INDIA: Sikhs singing religious chants in a ramshackle French barn Mediadrumimages/BritishLibrary/CharlesGirdwood

By Alex Jones

 

REMARKABLE photos show the sacrifices made by the forgotten heroes of the First World War, the frequently overlooked Indian soldiers who fought and died for the British Empire.

Incredible images show Gurkha soldiers who have paid the ultimate price in an assault on a German trench in France, masked Indian soldiers nervously awaiting an incoming gas attack, and a group of Sikh men performing religious chants in the shelter of a dilapidated French barn.

INDIA: Indian infantry in the trenches, prepared against a gas attack.
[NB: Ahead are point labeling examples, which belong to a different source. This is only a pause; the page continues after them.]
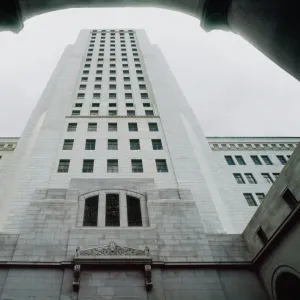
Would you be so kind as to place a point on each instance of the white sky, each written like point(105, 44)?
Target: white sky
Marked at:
point(232, 87)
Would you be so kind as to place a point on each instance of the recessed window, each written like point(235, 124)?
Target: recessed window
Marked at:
point(239, 178)
point(134, 144)
point(112, 127)
point(137, 166)
point(240, 160)
point(92, 126)
point(161, 165)
point(250, 199)
point(112, 144)
point(130, 112)
point(90, 217)
point(112, 112)
point(72, 127)
point(112, 215)
point(282, 159)
point(260, 196)
point(88, 166)
point(266, 160)
point(289, 199)
point(94, 112)
point(157, 144)
point(267, 177)
point(68, 144)
point(149, 112)
point(90, 144)
point(153, 126)
point(112, 166)
point(132, 127)
point(250, 178)
point(63, 166)
point(256, 160)
point(75, 112)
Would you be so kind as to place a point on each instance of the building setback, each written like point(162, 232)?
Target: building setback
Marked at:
point(113, 191)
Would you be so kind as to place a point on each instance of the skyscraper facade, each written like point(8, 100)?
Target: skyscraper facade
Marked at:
point(111, 191)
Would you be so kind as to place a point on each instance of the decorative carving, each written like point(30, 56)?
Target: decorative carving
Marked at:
point(112, 249)
point(76, 278)
point(148, 278)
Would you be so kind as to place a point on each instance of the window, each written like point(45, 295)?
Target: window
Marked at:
point(90, 217)
point(130, 112)
point(157, 145)
point(68, 144)
point(90, 144)
point(94, 112)
point(132, 127)
point(289, 199)
point(63, 166)
point(161, 165)
point(239, 178)
point(75, 112)
point(88, 166)
point(112, 96)
point(134, 215)
point(260, 196)
point(112, 215)
point(112, 166)
point(282, 159)
point(92, 126)
point(240, 160)
point(112, 144)
point(267, 177)
point(256, 160)
point(229, 160)
point(72, 127)
point(250, 178)
point(153, 126)
point(250, 200)
point(96, 95)
point(149, 112)
point(112, 112)
point(134, 144)
point(266, 159)
point(137, 166)
point(112, 126)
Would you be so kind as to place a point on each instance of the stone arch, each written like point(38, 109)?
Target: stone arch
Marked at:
point(286, 284)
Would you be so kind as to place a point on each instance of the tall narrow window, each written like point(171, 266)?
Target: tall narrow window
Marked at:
point(90, 217)
point(112, 216)
point(134, 215)
point(229, 160)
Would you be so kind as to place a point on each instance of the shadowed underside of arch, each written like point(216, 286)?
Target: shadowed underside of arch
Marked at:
point(270, 25)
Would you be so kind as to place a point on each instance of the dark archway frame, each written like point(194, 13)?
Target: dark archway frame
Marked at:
point(272, 26)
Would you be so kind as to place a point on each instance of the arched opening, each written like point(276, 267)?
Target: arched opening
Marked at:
point(287, 287)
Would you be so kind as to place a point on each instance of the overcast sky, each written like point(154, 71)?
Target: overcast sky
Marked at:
point(233, 88)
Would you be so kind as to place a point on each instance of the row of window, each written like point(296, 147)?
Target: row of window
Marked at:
point(112, 127)
point(112, 166)
point(112, 211)
point(112, 144)
point(251, 179)
point(255, 158)
point(94, 112)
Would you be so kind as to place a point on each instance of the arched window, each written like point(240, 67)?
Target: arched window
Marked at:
point(134, 215)
point(91, 211)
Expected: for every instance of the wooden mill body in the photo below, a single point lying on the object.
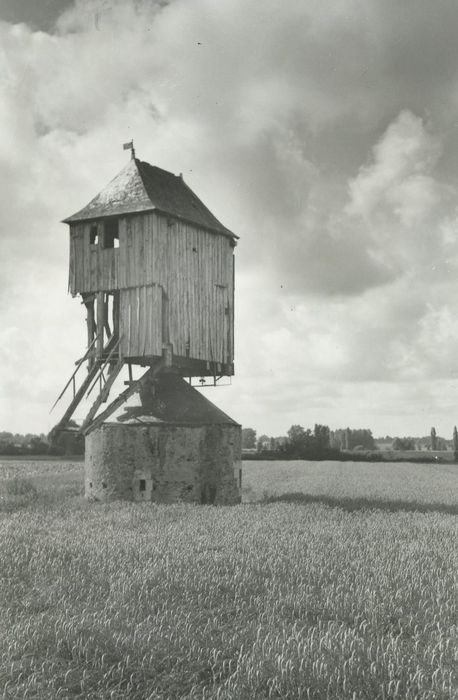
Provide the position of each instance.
(155, 270)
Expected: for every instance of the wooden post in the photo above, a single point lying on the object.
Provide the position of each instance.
(100, 323)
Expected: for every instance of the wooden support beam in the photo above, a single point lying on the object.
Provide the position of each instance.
(77, 398)
(103, 396)
(148, 376)
(106, 321)
(100, 322)
(78, 365)
(116, 313)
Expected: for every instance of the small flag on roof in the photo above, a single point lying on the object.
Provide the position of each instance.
(129, 145)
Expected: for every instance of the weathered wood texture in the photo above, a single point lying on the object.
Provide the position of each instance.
(175, 282)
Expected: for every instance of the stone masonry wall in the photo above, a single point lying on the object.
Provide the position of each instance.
(164, 463)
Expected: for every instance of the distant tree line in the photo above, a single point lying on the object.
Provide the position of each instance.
(344, 443)
(66, 443)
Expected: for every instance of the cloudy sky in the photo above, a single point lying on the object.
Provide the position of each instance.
(324, 133)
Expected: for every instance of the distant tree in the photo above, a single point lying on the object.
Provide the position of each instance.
(68, 441)
(263, 443)
(248, 438)
(322, 436)
(403, 444)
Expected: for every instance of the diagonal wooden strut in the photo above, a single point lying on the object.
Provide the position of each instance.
(102, 397)
(131, 389)
(79, 394)
(78, 365)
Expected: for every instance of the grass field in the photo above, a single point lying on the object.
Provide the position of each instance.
(344, 586)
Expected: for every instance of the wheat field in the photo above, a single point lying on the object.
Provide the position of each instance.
(342, 585)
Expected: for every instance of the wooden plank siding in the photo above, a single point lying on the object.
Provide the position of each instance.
(175, 281)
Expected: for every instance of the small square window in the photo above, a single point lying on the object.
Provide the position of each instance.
(111, 233)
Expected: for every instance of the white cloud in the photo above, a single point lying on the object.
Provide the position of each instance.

Mediadrumimages/BritishLibrary/CharlesGirdwood

Staggeringly, nearly 1.5 million Indian soldiers fought in the First World War, risking their lives to protect the British Empire. But the sacrifices of those brave men is rarely remembered today.

Approximately 10 percent of the soldiers, involved in an alien conflict in a faraway and unfamiliar land, were casualties of the war, with around 75,000 men (and very occasionally women) never returning home to their homeland and their families.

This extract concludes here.